Thank you very much, Mr. Chair.
It's a pleasure to be here in person. It's been a very long time since I've had that opportunity. Usually it's been by Zooming, but it's very nice to see everybody in person today. Thank you for the opportunity to address the finance committee on the April budget.
I've decided to focus my comments specifically on capital gains taxation, which is one of the most complex areas of tax policy. Starting on June 24, 2024, the government increased the tax rate on realized capital gains from the disposal of assets by including two-thirds instead of one-half of gains as part of taxable income. For individuals, this increase applies to realized capital gains net of losses in excess of $250,000. For corporations, the higher rate applies to all of their net capital gains.
The budget estimates that only 40,000 individual taxpayers—0.3% of all filers—and 307,000 corporations—12.7% of all corporate tax filers—will be impacted by the increased capital gains tax. The lower number of personal filers hinges on the design of the tax change, including a $250,000 capital gains threshold for individuals, which the budget claims limits its economic costs and its incidence on the wealthiest.
However, capital gains are often lumpy, because assets are sold regularly. Many taxpayers may realize more than $250,000 in capital gains in a single year, but not in others. Significant asset disposal, such as selling real estate, farmland, business assets, secondary homes, or during events like death or immigration, may occur only once or twice in a person's lifetime. Longitudinal data from 2011 to 2021 shows an average of 40,664 tax filers per year reporting capital gains exceeding $250,000, aligning with the budget's forecast. If these were the same individuals each year, the affected group would be small. However, further analysis reveals that nearly two-thirds of taxpayers who reported over $250,000 in capital gains in 2011 did so only once in the subsequent 11 years, and only about 3.5% reported such gains in seven years or more. Importantly, many of these taxpayers have middle-class or modest incomes aside from their capital gains. In 2018, 50% of those with $250,000 in capital gains had non-capital gain taxable income below $117,592, with 10% only having $18,131. This demonstrates that significant capital gains can occur for individuals who are not consistently high earners.
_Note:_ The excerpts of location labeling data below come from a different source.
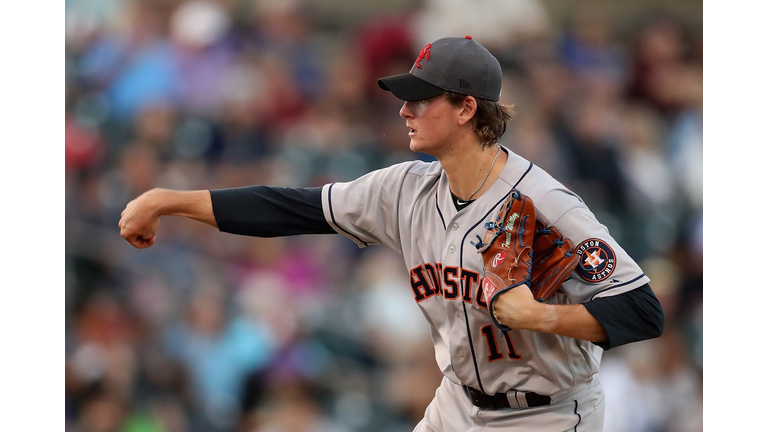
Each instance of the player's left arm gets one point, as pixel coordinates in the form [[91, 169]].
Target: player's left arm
[[607, 321]]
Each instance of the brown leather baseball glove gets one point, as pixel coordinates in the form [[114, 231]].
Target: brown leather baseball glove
[[507, 249], [553, 260]]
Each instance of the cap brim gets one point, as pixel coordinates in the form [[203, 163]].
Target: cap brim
[[409, 88]]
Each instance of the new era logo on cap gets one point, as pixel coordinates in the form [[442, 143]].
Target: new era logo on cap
[[451, 64]]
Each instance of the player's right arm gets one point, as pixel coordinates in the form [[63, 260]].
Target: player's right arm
[[259, 211]]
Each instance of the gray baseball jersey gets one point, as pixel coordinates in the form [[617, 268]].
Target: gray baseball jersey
[[408, 207]]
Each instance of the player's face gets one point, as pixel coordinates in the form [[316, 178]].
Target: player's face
[[431, 124]]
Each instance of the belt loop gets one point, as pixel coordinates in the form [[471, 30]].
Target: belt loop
[[517, 399]]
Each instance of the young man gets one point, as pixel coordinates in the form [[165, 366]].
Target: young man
[[524, 364]]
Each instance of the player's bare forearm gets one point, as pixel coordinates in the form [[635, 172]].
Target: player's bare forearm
[[517, 309], [140, 219]]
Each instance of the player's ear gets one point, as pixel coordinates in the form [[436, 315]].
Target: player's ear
[[468, 109]]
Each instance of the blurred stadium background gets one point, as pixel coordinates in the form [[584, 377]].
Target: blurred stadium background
[[209, 332]]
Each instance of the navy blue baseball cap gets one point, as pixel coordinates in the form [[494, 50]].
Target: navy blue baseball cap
[[453, 64]]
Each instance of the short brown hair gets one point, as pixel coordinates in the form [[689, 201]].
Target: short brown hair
[[490, 120]]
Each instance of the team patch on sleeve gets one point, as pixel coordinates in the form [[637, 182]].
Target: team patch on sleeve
[[596, 260]]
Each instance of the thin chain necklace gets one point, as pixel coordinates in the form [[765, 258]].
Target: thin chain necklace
[[459, 201]]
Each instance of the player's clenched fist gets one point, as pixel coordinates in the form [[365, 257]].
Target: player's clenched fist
[[139, 221]]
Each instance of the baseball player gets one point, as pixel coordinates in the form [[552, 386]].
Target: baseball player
[[470, 227]]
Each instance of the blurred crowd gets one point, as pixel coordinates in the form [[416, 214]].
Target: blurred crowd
[[211, 332]]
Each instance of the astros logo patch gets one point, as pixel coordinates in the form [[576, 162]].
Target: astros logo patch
[[498, 259], [596, 260]]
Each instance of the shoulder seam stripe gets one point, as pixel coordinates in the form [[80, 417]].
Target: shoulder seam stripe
[[617, 286], [333, 218]]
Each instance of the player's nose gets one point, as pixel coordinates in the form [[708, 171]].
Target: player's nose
[[405, 111]]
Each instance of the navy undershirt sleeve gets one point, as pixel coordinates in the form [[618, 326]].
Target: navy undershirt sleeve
[[629, 317], [266, 211]]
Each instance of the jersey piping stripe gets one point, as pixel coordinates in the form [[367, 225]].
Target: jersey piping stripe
[[617, 286], [437, 206], [464, 288], [330, 209], [576, 411]]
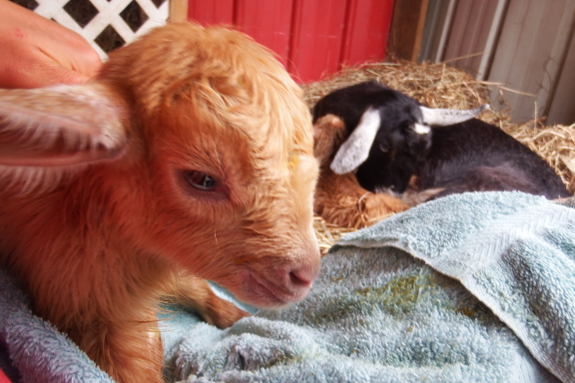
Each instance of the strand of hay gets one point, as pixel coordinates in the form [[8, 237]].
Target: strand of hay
[[441, 86]]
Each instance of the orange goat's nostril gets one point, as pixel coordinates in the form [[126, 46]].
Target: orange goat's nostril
[[299, 281]]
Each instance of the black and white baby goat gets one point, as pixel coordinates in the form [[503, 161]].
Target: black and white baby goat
[[393, 138]]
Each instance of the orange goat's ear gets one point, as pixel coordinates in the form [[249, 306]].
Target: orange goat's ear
[[64, 125]]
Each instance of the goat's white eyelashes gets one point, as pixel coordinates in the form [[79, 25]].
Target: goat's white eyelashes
[[200, 181], [421, 129]]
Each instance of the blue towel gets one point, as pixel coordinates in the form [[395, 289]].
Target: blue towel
[[37, 351], [477, 287]]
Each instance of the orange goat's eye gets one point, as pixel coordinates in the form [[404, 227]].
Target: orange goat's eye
[[200, 180]]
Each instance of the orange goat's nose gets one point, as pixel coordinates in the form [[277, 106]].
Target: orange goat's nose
[[305, 275]]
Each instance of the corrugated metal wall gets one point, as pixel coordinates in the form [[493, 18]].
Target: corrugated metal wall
[[525, 45], [311, 37]]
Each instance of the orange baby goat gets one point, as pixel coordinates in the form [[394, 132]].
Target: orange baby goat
[[190, 157]]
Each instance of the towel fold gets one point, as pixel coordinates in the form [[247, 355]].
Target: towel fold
[[495, 305], [477, 287]]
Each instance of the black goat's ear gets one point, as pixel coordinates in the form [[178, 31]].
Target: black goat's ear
[[444, 117], [355, 150]]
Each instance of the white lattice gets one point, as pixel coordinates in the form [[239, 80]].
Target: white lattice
[[108, 14]]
Far more Canadians will be affected by the tax change than the government seemed to anticipate. I estimated that 22,088 unique Canadian taxpayers per year, or 1.26 million Canadians on a lifetime basis—4.3% of taxpayers—will be affected by the increase in the capital gains tax on individuals, half of whom earn less than $117,000 per year.
The other claim in the budget was that the capital gains tax increase would have no impact on business investment. I will argue that this is incorrect, for two reasons.
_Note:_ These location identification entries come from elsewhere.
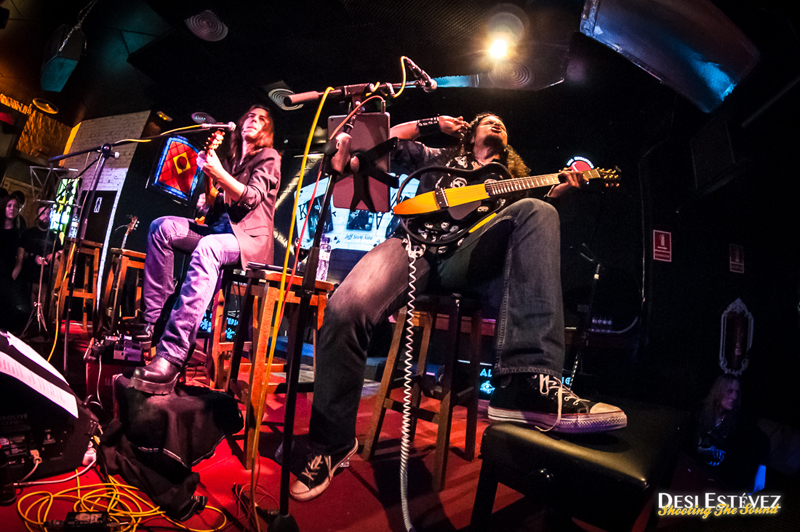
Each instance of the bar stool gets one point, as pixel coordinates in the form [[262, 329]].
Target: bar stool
[[261, 298], [427, 311], [85, 292], [584, 476], [111, 308]]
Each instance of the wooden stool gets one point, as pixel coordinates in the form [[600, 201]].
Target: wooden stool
[[261, 299], [232, 283], [427, 311], [111, 311], [606, 479], [86, 292]]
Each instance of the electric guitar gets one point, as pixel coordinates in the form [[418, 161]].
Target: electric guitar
[[446, 215], [214, 142]]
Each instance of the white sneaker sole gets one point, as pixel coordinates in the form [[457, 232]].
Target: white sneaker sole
[[299, 492], [570, 423]]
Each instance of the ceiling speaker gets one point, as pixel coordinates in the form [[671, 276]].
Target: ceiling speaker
[[61, 55]]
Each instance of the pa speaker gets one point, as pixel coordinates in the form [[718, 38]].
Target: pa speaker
[[61, 56]]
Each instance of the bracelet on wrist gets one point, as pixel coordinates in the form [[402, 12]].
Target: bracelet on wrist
[[429, 126]]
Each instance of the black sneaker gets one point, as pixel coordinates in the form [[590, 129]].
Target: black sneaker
[[319, 471], [542, 400]]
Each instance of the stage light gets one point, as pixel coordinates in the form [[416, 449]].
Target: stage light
[[498, 49], [506, 26]]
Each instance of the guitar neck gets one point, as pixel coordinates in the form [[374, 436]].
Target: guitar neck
[[507, 186]]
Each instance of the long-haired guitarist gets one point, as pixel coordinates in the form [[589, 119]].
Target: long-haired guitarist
[[519, 248], [238, 230]]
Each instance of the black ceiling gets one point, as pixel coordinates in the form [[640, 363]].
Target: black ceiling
[[141, 55]]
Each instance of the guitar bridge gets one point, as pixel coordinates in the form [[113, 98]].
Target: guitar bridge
[[441, 198]]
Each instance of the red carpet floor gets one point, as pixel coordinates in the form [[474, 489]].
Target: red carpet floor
[[364, 497]]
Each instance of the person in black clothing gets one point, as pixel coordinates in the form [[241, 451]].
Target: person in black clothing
[[520, 245], [40, 245], [731, 445], [14, 307]]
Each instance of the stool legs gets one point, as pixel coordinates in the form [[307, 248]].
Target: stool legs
[[444, 392]]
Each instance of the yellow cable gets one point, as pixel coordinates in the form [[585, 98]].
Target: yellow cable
[[119, 500]]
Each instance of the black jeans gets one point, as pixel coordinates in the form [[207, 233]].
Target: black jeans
[[521, 246]]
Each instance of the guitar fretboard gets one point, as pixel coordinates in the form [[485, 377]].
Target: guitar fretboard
[[507, 186]]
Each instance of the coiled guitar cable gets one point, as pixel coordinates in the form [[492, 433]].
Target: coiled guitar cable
[[414, 252]]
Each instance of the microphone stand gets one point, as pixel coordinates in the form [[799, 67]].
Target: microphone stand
[[105, 151], [284, 521]]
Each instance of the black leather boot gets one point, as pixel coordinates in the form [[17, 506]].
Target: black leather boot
[[158, 377]]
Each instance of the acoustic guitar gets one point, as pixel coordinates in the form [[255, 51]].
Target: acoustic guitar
[[446, 215], [214, 142]]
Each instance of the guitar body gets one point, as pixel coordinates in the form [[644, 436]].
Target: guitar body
[[211, 191], [468, 201], [446, 215]]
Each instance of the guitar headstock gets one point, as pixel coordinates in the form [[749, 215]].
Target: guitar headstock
[[215, 140], [609, 178], [132, 225]]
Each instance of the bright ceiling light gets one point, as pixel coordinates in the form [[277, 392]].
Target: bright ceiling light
[[498, 49]]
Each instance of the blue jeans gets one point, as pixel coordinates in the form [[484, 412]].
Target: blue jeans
[[519, 249], [209, 252]]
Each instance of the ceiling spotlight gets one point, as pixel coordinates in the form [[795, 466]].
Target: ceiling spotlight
[[202, 118], [506, 27], [45, 106], [207, 26], [498, 49]]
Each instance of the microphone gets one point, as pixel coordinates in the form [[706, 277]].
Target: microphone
[[230, 126], [428, 84]]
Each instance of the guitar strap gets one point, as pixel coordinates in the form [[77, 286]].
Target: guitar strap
[[368, 170]]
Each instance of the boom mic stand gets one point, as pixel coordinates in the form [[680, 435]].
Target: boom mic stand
[[335, 157], [105, 151]]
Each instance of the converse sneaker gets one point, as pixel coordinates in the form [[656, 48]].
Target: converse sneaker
[[318, 474], [542, 400]]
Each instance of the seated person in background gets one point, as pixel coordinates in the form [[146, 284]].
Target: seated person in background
[[238, 230], [733, 447], [21, 202], [15, 306], [40, 244], [520, 245]]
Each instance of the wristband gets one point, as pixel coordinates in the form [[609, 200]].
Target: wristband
[[429, 126]]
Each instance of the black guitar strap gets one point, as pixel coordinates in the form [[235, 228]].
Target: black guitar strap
[[368, 170]]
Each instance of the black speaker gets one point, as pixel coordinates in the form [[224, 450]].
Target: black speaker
[[61, 55], [34, 417]]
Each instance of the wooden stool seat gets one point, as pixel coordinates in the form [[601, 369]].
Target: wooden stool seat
[[261, 293], [111, 308], [427, 309], [86, 292]]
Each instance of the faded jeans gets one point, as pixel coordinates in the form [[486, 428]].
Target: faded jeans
[[209, 252], [520, 247]]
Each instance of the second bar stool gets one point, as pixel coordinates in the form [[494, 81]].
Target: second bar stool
[[428, 309]]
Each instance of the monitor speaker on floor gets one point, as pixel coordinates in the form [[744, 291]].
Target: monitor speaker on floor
[[41, 418]]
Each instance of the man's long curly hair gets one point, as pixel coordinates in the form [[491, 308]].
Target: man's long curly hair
[[708, 416], [509, 158], [264, 140]]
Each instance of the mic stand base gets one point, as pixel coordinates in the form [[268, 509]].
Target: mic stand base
[[283, 523]]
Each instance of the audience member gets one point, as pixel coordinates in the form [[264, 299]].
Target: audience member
[[14, 305], [731, 445]]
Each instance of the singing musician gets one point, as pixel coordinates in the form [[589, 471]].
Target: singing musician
[[520, 247], [238, 230]]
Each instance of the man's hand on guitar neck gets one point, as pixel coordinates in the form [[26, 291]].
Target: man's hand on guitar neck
[[212, 166], [569, 179]]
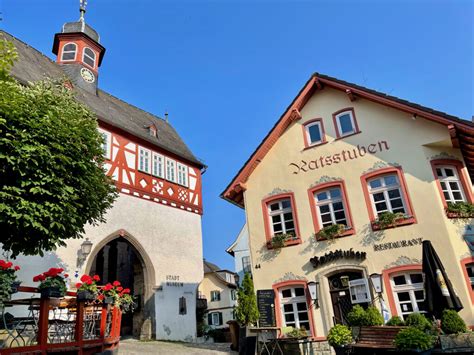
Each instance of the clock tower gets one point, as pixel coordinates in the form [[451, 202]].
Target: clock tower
[[79, 52]]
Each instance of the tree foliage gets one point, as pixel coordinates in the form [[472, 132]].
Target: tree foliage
[[246, 312], [51, 178]]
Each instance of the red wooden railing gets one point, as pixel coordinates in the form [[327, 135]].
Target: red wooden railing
[[58, 325]]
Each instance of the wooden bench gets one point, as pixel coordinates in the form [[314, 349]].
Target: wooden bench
[[377, 337]]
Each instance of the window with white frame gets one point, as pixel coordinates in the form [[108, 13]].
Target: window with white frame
[[331, 207], [89, 57], [144, 160], [450, 184], [359, 291], [182, 174], [246, 264], [281, 217], [470, 274], [345, 122], [107, 143], [215, 296], [408, 292], [314, 132], [157, 166], [294, 307], [386, 194], [69, 52], [170, 170]]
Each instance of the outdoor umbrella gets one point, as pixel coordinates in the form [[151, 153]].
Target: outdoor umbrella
[[438, 289]]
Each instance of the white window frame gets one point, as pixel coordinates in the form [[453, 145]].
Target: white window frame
[[281, 212], [170, 169], [330, 203], [338, 123], [64, 51], [182, 172], [294, 300], [93, 58], [146, 160], [447, 180], [107, 146], [308, 136], [410, 288], [157, 165], [359, 291], [384, 189]]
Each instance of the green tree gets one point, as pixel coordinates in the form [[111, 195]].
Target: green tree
[[51, 178], [246, 312]]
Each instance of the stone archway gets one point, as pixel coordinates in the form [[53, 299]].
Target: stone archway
[[121, 257]]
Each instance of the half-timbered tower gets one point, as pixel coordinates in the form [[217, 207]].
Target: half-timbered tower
[[151, 240]]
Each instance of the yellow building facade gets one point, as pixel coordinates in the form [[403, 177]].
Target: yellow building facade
[[345, 155]]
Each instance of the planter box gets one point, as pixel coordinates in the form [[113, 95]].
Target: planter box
[[457, 341], [51, 292]]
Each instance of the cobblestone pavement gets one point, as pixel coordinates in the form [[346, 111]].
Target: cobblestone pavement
[[136, 347]]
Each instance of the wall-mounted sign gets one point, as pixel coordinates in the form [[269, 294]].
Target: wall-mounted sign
[[398, 244], [344, 155], [173, 280], [317, 261], [266, 307]]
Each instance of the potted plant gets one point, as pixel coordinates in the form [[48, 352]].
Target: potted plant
[[330, 232], [414, 340], [246, 313], [52, 283], [8, 283], [87, 289], [456, 334], [339, 337]]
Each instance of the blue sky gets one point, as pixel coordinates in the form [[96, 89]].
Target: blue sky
[[226, 70]]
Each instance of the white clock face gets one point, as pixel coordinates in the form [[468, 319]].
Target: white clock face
[[87, 75]]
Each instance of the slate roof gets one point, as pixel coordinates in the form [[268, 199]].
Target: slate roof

First, as in many other countries, Canadians have a bias to invest at home. Smaller companies don't have easy access to international markets. Companies that are Canadian-controlled need a significant share of Canadian ownership beyond 2.5%. Canadians have more information about domestic opportunities and risks than they have with respect to international assets. While Canada doesn't have capital controls, except for Investment Canada Act limitations on foreign direct investment, the dividend tax credit and certain other tax preferences apply only to Canadian resident companies, not foreign ones. If there was no home bias, Canadian household ownership of Canadian companies would obviously be much smaller and have little impact on the cost of investment for large companies. However, based on Statistics Canada data, I estimate that Canadian households own 35.5% of listed company shares in Canada. Under home bias, capital gains taxes have been shown to suppress equity values and raise the cost of equity finance investment of Canadian companies, based on studies looking at the capital gains tax reductions in 2000—and I will admit, I was an author with Kevin Milligan and Tom Wilson at that time.
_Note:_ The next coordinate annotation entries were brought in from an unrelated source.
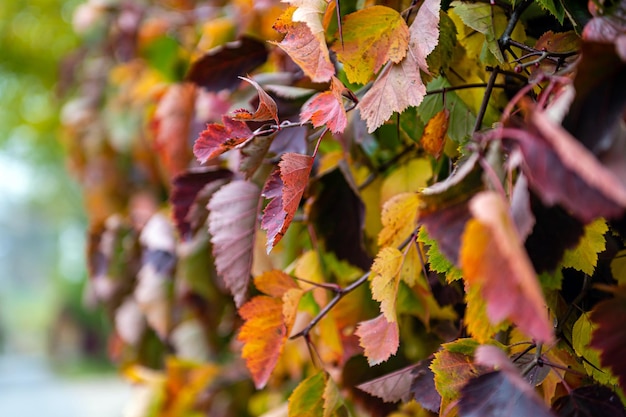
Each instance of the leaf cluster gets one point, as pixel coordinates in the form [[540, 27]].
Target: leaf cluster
[[313, 208]]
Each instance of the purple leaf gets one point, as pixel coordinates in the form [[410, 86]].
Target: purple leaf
[[185, 189], [232, 221], [220, 68]]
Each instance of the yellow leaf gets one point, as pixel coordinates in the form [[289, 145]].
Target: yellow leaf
[[399, 219], [409, 177], [263, 335], [371, 38], [492, 257], [385, 279], [434, 136], [585, 256]]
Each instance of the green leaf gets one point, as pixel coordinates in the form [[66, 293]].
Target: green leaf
[[437, 261], [585, 256], [581, 338], [307, 400]]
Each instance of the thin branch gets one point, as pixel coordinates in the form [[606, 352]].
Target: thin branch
[[342, 292]]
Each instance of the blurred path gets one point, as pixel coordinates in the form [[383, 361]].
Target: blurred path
[[29, 388]]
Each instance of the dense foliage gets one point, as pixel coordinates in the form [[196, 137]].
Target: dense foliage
[[314, 208]]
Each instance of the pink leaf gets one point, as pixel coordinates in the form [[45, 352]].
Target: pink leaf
[[217, 139], [232, 221]]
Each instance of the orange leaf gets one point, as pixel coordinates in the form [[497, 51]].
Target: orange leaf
[[327, 108], [435, 133], [263, 335], [380, 339], [493, 257], [217, 139], [304, 48], [274, 283], [285, 189], [371, 38], [385, 280], [267, 109], [172, 120]]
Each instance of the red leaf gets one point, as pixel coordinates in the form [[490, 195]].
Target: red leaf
[[218, 69], [492, 256], [217, 139], [305, 49], [610, 335], [185, 189], [379, 338], [563, 171], [267, 110], [500, 394], [592, 400], [327, 108], [232, 220], [413, 382], [264, 334], [284, 188]]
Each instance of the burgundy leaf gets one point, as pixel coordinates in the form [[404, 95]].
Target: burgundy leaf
[[232, 221], [590, 401], [562, 171], [554, 232], [610, 335], [600, 100], [217, 139], [339, 216], [220, 67], [499, 394], [185, 189]]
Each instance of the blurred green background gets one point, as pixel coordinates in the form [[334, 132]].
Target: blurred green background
[[42, 225]]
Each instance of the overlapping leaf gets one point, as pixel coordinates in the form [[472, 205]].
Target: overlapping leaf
[[232, 221], [493, 257], [372, 37], [284, 189], [217, 139], [304, 48], [219, 68], [327, 108], [267, 109], [370, 334], [268, 319]]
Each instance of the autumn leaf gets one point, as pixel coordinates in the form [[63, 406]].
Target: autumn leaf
[[585, 256], [267, 109], [589, 400], [284, 189], [413, 382], [396, 212], [435, 133], [219, 68], [500, 394], [371, 37], [608, 336], [171, 123], [370, 334], [304, 48], [185, 190], [493, 257], [397, 87], [385, 278], [424, 32], [232, 220], [217, 139], [327, 108], [263, 334]]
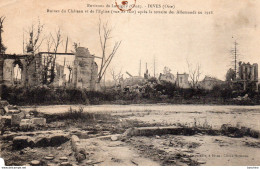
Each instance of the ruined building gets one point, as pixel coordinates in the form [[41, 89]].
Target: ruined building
[[21, 70], [182, 80]]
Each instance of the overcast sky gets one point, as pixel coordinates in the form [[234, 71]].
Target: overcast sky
[[170, 39]]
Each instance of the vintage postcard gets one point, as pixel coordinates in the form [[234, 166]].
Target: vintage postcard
[[130, 83]]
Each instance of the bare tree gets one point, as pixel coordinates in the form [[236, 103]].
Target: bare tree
[[116, 76], [70, 73], [47, 60], [33, 44], [2, 47], [104, 35], [35, 38], [57, 41], [194, 74]]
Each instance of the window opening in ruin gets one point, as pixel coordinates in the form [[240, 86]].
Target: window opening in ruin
[[17, 72]]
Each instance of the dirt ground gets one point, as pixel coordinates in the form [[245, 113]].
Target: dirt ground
[[96, 136]]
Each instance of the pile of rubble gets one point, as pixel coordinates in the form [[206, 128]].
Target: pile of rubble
[[12, 116]]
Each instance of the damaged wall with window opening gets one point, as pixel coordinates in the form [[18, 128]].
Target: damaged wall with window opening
[[83, 72]]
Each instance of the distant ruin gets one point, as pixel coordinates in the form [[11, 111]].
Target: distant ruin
[[15, 70]]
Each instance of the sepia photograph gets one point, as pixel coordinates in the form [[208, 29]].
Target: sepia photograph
[[130, 83]]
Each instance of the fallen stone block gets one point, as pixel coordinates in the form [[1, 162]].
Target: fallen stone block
[[39, 121], [16, 118], [150, 131], [65, 164], [26, 124], [20, 142], [6, 120], [2, 111], [14, 111], [74, 141], [254, 133], [35, 163], [3, 103], [41, 142], [58, 139], [80, 153]]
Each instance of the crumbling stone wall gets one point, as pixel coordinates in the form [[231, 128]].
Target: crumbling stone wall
[[84, 73], [85, 70]]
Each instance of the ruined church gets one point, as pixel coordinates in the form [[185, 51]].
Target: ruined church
[[19, 70]]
Second, tax increases on corporate capital gains increase the cost of investment, not only for small and medium enterprises, but also for large corporations. Since the corporate tax applies to nominal capital gains, that capital gains tax increases the cost of investment even if there are no real capital gains. From 2011 to 2021, taxable corporate capital gains were roughly 7% of corporate taxable income of non-financial corporations. By the way, one should not look at financial ones, because financial traders are taxed on all their capital gains, and that should be recalled. Based on merger and acquisition data, and the market value of the stock market, I estimate that the annualized non-financial capital gains tax rate, the so-called accrual equivalent capital gains tax rate, rose from 6.4% to 8.5% due to the budget's capital gains tax hike.
Overall, the capital gains tax hike had a significant impact on the incentive to hold capital in Canada and on employment. Two-thirds of the impact is due to an increase in the corporate capital gains tax rate, and one-third is due to the increase in the personal capital gains tax rate. We estimate that the tax-inclusive cost of capital of Canadian companies rose by 5%. Based on a conservative assumption that an increase in the tax-inclusive cost of capital by 10% causes the capital stock to fall by 7%, I estimate that Canada's capital stock would fall by $127 billion.